Data Science Gems
These are recordings of the latest pieces of breakthrough research on deep learning for NLP and vision. The goal is to put up at least one update per week.
HomePage: https://sites.google.com/view/manishg/
LinkedIn: https://www.linkedin.com/in/manishsgupta/
Manish Gupta is a Principal Applied Researcher at Microsoft India R&D Private Limited at Hyderabad, India. He is also an Adjunct Faculty at IIIT, Hyderabad and a visiting faculty at ISB, Hyderabad. He received his Masters in Computer Science from IIT Bombay (2007) and Ph.D. from the Univ of Illinois at Urbana-Champaign in 2013. He worked for Yahoo! Bangalore from 2005-07. His research interests are in the areas of deep learning, natural language processing, web mining and data mining. He has published 150+ research papers in reputed refereed journals and conferences. He has also co-authored two books: one on Outlier Detection for Temporal Data and another one on Information Retrieval with Verbose Queries.
#292 Agentic Organization
#291 Числовые представления (вложения) для языковых моделей
#290 Контекстное увлечение и отвлечение в магистратуре
#289 HALoGEN: Тест на галлюцинации для получения степени магистра права
#288 olmOCR2
#287 Обучение рассуждениям с использованием оптимизированного кода: обучение студентов магистрату...

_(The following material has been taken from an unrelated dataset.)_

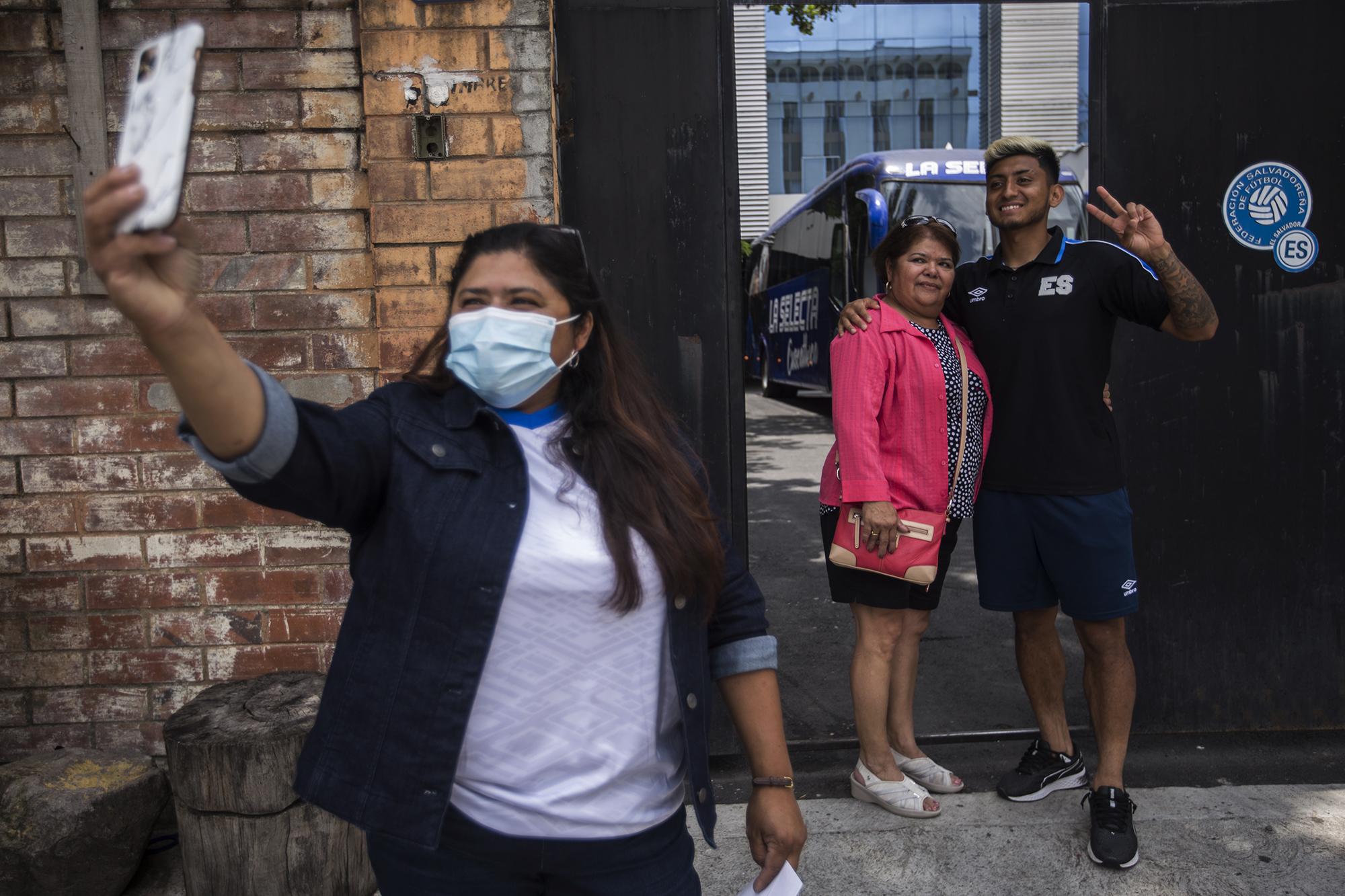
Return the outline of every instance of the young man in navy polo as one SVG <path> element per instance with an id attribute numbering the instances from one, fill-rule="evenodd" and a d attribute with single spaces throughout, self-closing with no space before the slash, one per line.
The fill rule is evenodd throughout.
<path id="1" fill-rule="evenodd" d="M 1088 211 L 1119 245 L 1048 227 L 1064 199 L 1059 179 L 1046 143 L 1005 137 L 986 149 L 986 214 L 1001 242 L 958 269 L 944 312 L 975 343 L 995 402 L 972 517 L 981 605 L 1013 612 L 1018 674 L 1041 729 L 999 794 L 1029 802 L 1088 784 L 1088 856 L 1130 868 L 1139 844 L 1123 779 L 1135 704 L 1126 616 L 1139 608 L 1139 585 L 1120 443 L 1102 391 L 1118 318 L 1188 342 L 1212 338 L 1219 320 L 1145 206 L 1098 187 L 1112 214 Z M 863 328 L 868 301 L 846 307 L 843 328 Z M 1065 720 L 1060 609 L 1084 650 L 1098 735 L 1091 782 Z"/>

#286 Attention Sinks for Language modeling with 4M+ tokens
#285 FRAMES: Тестовый набор данных для систем RAG
#284 BrowseComp: бенчмарк для агентов просмотра
#283 Тест: Последний экзамен человечества (HLE)
#282 DeepSeek OCR
#281 KidLM: программы магистратуры права для детей
#280 Нативная рассеянность внимания от DeepSeek
#279 FastGen: Адаптивное сжатие кэша KV для LLM
#278 Response Sampling in LLMs
#277 Законы масштабирования для плотного поиска
#276 Restormer: Эффективный трансформатор для восстановления изображений высокого разрешения
#275 REFRAG: Compress, Sense and Expand for 31x faster Decoding
#274 DinoV3 foundational vision model
#273 Kimi K2
#272 Vision Transformer models with Registers
#271 Genie: Transformer-based Text Diffusion Model
#270 Google Gemma3
#269 OpenAI GPT5
#268 Iterative Retrieval for prompting LLMs
#267 Impact of Input Length on the Reasoning Performance of LLMs
#266 Enabling LLMs to know when to abstain
#265 MultiLegalPile and LegalXLM models
#264 UI-TARS: LLM-based GUI Native Agents
#263 Walking Tours and DoRA. Is ImageNet worth 1 video?